Regulation of oxidative phosphorylation in the mammalian cell

Abstract

The cell is capable of maintaining a steady-state flux of energy from mitochondrial oxidative phosphorylation, producing ATP, to the cytosolic adenosinetriphosphatases (ATPases), performing work. Considerable effort has been devoted to investigating the individual mechanisms involved in these two processes. However, less effort has been directed toward learning how these reactions of energy metabolism interact through the cytosol to maintain the observed steady state in the intact cell.

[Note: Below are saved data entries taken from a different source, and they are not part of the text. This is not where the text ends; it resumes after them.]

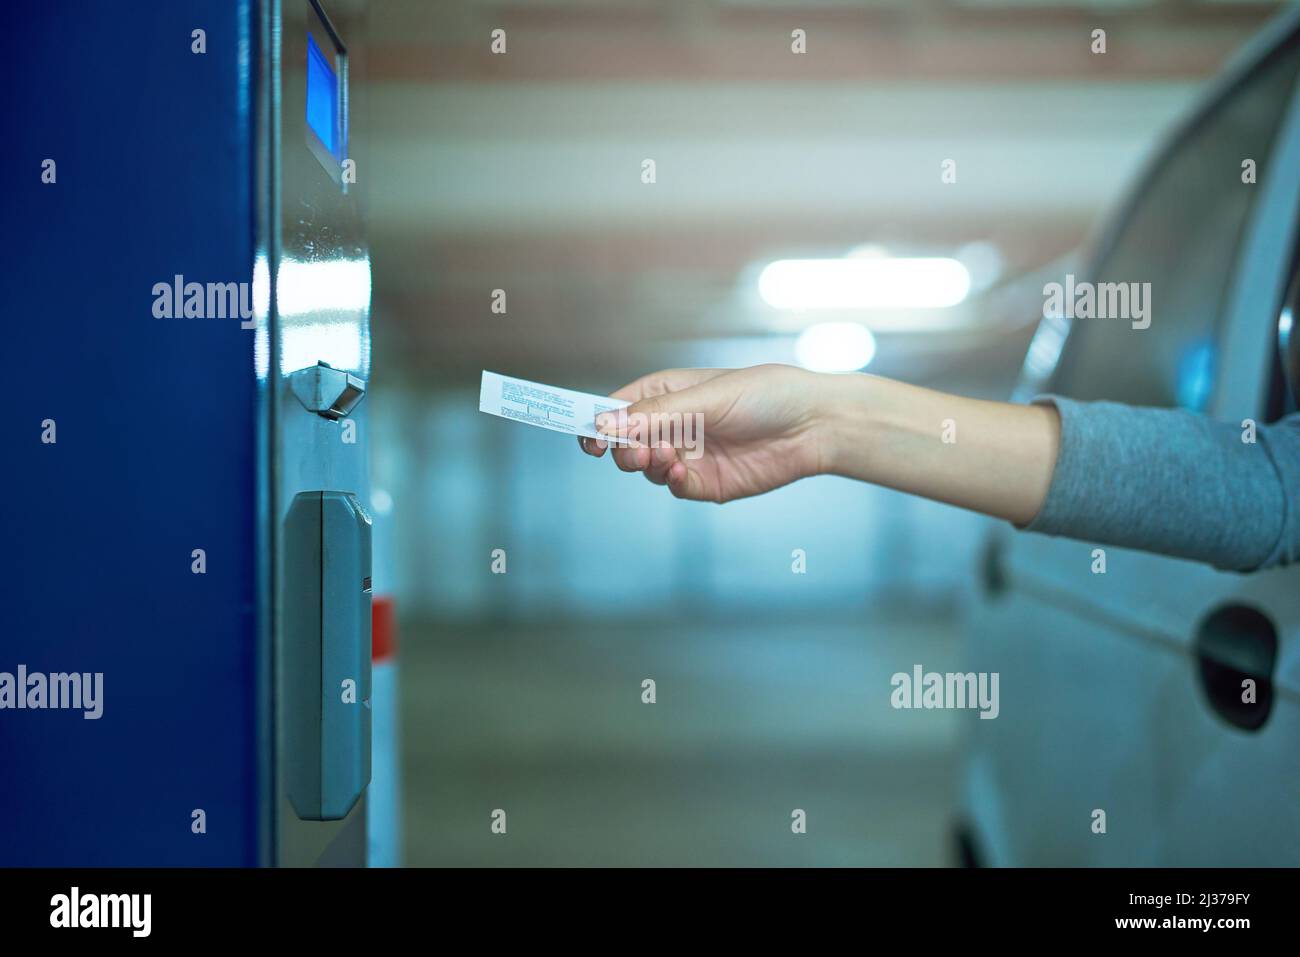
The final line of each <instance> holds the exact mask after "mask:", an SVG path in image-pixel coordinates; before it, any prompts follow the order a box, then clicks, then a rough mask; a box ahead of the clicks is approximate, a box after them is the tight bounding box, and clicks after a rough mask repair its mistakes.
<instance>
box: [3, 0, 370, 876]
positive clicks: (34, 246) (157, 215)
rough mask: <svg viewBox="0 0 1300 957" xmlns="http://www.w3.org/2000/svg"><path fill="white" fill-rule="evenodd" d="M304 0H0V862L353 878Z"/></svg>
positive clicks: (329, 316)
mask: <svg viewBox="0 0 1300 957" xmlns="http://www.w3.org/2000/svg"><path fill="white" fill-rule="evenodd" d="M330 5H331V4H330V3H329V0H322V1H321V3H317V1H316V0H265V1H263V3H257V1H253V0H169V1H168V3H151V4H146V5H133V8H131V10H130V12H129V13H127V12H125V10H122V9H121V7H120V5H114V4H87V3H70V1H69V3H60V1H56V3H48V1H42V3H17V4H14V5H13V8H12V9H9V10H8V14H9V16H8V21H9V25H8V26H6V29H5V30H4V31H3V33H4V38H3V44H4V57H3V61H4V68H3V69H4V70H6V72H9V74H10V75H9V77H8V78H6V81H8V82H6V83H5V90H6V94H5V96H6V100H8V105H6V108H5V111H4V124H5V135H4V142H5V150H4V151H3V153H4V157H3V163H4V173H5V177H6V181H5V182H6V191H9V192H10V195H12V202H10V203H8V204H6V205H8V208H6V211H5V212H4V218H5V221H4V225H5V248H6V251H5V257H6V260H8V263H6V268H5V270H4V276H3V278H0V282H3V283H4V295H5V303H6V306H8V308H9V317H10V319H9V322H8V324H6V328H8V332H6V334H5V339H6V345H5V365H6V367H8V376H9V382H8V384H6V395H8V399H9V406H8V408H6V412H5V419H6V426H5V428H6V452H5V456H6V458H9V455H10V454H13V459H12V462H10V467H9V468H6V472H8V475H9V477H10V482H12V484H10V488H9V490H8V495H6V499H8V501H6V505H5V508H4V512H5V523H4V524H5V531H6V540H8V545H9V547H8V550H6V555H5V558H4V559H3V572H4V577H5V581H6V588H5V594H6V598H5V601H4V602H3V603H0V605H3V611H0V675H4V674H8V675H10V676H12V677H10V683H9V685H6V687H8V688H9V690H10V694H9V697H8V698H6V700H5V701H0V705H5V703H8V705H10V706H5V707H0V757H3V766H4V768H5V774H4V779H5V780H4V788H0V865H51V866H59V865H335V863H337V865H361V863H364V862H365V791H367V784H368V781H369V778H370V735H372V724H370V705H372V702H370V594H372V572H370V528H372V525H370V516H369V514H368V447H367V442H368V426H367V402H365V397H367V389H368V386H369V380H370V338H369V300H370V265H369V255H368V248H367V243H365V238H364V231H363V220H361V213H360V205H359V198H360V189H361V187H360V185H359V183H360V182H361V174H363V173H364V172H365V168H364V161H363V160H361V159H360V157H359V147H361V146H364V137H363V135H361V133H360V127H359V126H357V125H356V124H354V117H355V109H354V105H355V103H356V94H357V90H356V87H355V82H354V77H355V75H356V62H357V60H356V57H357V49H356V47H355V44H352V43H351V39H352V38H351V35H350V33H351V29H352V18H354V17H355V12H356V8H357V4H347V5H346V8H344V9H338V10H333V9H330ZM19 667H21V674H22V676H23V681H22V688H18V687H17V675H18V674H19ZM34 676H35V677H34ZM60 676H62V677H60ZM72 676H77V683H75V684H77V697H75V700H74V696H73V694H72V689H73V677H72ZM36 677H39V679H40V681H36ZM32 681H36V684H32ZM38 684H40V685H42V687H43V688H44V689H45V693H44V694H40V696H38V694H35V693H34V689H35V688H36V685H38ZM52 687H57V688H60V693H59V694H57V696H52V694H49V693H48V692H49V688H52ZM92 689H94V690H92ZM19 692H21V693H19ZM92 697H94V698H96V702H95V709H98V714H92V709H90V707H87V706H86V702H88V701H90V700H91V698H92ZM19 698H21V703H22V706H21V707H19V706H18V703H17V702H18V701H19Z"/></svg>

The "classical" model for the cytosolic interaction of these two processes involves the feedback of ATP hydrolysis products, ADP and Pi, from the ATPases to oxidative phosphorylation. This model is based on data from isolated mitochondria in which the rate of oxidative phosphorylation is controlled by the concentration of ADP and Pi. Yet, recent data from intact tissues with high oxidative phosphorylation capacities (i.e., heart, brain, and kidney) indicate that the cytosolic concentration of ADP and Pi do not change significantly with work. These data imply that this simple feedback model is not adequate to explain the regulation of energy metabolism in these tissues. Other sites within the oxidative phosphorylation process must be playing a regulatory role or the kinetics of ATP synthesis must be very different than currently believed to establish the steady state. This review covers the potential sites within oxidative phosphorylation which may be regulated through cytosolic transducers to result in the necessary feedback network regulating the steady-state flow of energy in the cell. These sites will include substrate delivery to the cytochrome chain, the processes involved in the phosphorylation of ADP to ATP, and the delivery of oxygen.